Oberstar chairs the House Transportation and Infrastructure Committee, and his district includes a piece of Lake Superior.
"We've had studies for years about invasive species," Oberstar says. "We know what they do. What we need to do is to get them out of the water column."
Now, the full Transportation Committee has approved regulations that for the first time will require salt water ships to install water treatment equipment to kill species in ship ballast water. The systems will phase in, beginning in 2009, although what treatment is to be used isn't specified.
The bill also authorizes the U.S. Department of Agriculture to adopt similar treatment rules for the Great Lakes fresh water fleets, although, without setting a deadline.
Port directors joined the push for federal regulation, despite the potential cost to ship owners. Duluth Seaway Port Director Adolph Ojard told the committee the lack of federal ballast regulation is hurting Great Lakes shipping.
"And for the Great Lakes shipping industry, that impact is the fear of isolation, and the fear of a growing patch work of differing and conflicting state laws," Ojard said.

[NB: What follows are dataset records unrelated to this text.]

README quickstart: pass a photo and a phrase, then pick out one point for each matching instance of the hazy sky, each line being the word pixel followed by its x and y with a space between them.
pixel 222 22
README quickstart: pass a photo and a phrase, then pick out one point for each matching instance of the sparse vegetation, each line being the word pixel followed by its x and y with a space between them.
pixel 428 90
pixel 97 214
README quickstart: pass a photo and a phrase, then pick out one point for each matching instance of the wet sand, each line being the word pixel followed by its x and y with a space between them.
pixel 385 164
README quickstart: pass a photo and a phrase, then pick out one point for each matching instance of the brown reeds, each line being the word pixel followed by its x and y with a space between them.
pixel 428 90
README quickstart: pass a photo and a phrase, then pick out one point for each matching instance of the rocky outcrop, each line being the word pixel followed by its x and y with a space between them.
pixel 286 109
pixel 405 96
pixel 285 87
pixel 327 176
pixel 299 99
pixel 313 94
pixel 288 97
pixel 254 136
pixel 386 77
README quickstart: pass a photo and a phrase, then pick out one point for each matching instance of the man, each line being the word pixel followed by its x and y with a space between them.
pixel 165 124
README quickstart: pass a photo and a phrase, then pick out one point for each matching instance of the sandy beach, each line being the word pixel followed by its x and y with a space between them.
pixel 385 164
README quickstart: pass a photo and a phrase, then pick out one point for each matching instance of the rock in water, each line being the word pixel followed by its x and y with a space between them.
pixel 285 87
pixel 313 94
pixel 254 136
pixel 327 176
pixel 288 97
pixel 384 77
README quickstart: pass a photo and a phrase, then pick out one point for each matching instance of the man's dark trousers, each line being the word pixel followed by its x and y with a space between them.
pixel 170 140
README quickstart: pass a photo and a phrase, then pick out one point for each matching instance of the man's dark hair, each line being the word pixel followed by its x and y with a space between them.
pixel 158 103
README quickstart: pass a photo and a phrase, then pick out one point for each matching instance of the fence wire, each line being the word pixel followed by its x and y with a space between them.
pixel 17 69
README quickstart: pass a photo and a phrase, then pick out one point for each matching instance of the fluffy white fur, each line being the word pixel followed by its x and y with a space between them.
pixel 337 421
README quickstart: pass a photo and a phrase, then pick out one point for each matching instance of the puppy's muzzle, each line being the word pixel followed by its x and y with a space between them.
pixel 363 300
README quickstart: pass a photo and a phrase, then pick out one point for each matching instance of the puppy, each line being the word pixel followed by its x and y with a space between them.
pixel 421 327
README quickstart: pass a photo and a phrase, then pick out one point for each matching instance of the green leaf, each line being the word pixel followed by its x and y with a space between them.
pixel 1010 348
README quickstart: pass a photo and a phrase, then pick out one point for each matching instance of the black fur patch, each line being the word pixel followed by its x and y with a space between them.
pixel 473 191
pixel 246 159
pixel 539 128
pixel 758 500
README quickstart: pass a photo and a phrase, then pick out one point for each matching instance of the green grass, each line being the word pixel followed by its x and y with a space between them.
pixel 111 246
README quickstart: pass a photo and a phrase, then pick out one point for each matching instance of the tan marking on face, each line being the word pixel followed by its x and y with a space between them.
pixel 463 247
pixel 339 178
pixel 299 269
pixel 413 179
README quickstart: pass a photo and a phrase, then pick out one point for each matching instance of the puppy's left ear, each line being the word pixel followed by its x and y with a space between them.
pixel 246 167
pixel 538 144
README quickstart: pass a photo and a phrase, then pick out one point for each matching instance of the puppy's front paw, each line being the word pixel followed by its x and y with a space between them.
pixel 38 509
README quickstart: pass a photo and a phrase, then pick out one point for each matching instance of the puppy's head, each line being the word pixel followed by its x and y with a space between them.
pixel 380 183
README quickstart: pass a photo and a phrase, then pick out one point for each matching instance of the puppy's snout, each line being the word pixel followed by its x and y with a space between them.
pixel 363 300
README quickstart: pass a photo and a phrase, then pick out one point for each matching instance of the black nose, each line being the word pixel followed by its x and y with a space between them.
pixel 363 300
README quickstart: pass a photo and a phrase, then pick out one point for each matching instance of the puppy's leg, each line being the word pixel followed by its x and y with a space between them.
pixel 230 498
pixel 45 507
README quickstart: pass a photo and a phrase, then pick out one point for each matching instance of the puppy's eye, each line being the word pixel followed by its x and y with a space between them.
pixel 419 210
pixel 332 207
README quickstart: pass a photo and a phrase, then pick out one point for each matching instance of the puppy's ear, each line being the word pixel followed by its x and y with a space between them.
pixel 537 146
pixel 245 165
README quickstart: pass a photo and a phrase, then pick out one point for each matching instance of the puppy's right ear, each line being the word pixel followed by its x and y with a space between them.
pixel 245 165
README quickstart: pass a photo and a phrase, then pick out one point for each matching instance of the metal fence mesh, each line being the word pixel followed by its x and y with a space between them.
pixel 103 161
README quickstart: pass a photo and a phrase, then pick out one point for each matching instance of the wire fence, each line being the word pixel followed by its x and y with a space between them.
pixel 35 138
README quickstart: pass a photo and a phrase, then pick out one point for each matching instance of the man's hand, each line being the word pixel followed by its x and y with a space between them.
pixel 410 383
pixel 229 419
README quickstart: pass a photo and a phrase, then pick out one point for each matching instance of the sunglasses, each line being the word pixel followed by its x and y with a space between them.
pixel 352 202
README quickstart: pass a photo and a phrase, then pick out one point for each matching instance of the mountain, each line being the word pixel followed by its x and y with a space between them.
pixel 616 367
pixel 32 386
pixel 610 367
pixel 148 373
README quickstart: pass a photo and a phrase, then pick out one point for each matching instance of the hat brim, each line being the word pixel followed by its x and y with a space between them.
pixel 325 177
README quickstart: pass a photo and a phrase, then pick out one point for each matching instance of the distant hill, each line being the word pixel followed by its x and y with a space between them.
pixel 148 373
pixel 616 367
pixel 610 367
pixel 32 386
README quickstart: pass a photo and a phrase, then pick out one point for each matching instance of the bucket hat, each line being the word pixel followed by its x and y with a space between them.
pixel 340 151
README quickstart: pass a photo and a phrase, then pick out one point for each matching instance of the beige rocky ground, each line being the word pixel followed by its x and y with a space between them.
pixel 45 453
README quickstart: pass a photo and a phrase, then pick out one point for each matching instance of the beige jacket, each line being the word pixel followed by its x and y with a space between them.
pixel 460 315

The drum beat has been getting louder. Individual states have considered regulating the ships that call on their ports. The National Wildlife Federation just announced a lawsuit against ship owners they accuse of dumping untreated ballast in Great Lakes harbors. Now, the new regulations may force quick action, if the rules make it into law.
Unfortunately, ballast treatment technology is still in its infancy. That's where a new laboratory comes in, that just opened on a pier in Superior, Wisconsin.
"This is the shore-based test facility of the Great Ships initiative," says Allegra Cangelosi, a Senior Policy Analyst with the Northeast-Midwest Institute. The Institute is managing the Great Ships Initiative, which is behind this waterfront laboratory.
Cangelosi explains the mass of large water pipes, pumps and 50,000 gallon storage tanks on Superior's Montreal Pier.
"We're just beginning our process of calibrating the facility, that is, finding out all about it. We're very excited about what we'll be able to achieve here," Cangelosi says.
Here, promising technologies can be plugged into the network and tested for an ability to kill water borne organisms. Investigators will evaluate things like chemical treatments, de-oxygenation, and electronic options, like ultraviolet light, to see how they will work on a ship-sized scale.
"There aren't any fresh water test facilities, except this one," Cangelosi says. "So this is going to fill a very important information gap."
But meeting the federal regulations will still be a challenge. They're intended to control organisms as small as zooplankton and viruses, in sometimes very large ships. Cangelosi says it might be a hard goal to meet.
"If it's for a treatment system that will sterilize ship's ballast water, the answer is probably not," says Cangelosi. "If it's for something that performs significantly better than what we're doing right now, with the added requirement that it constantly improve over time, then, yeah, you can meet it. So it all depends on what else goes along with the deadline."
The ballast regulations are included in a U.S. Coast Guard funding package that's now headed from the Transportation Committee to the full House.
The timetable for actual passage is unclear.
If signed into law, ocean going ships will be phasing in treatment systems beginning in two years. Great Lakes ships could be next, but it would be up to the U.S. Agriculture Department when to enforce ballast treatment for the fresh water ships.
- All Things Considered, 06/28/2007, 5:20 p.m.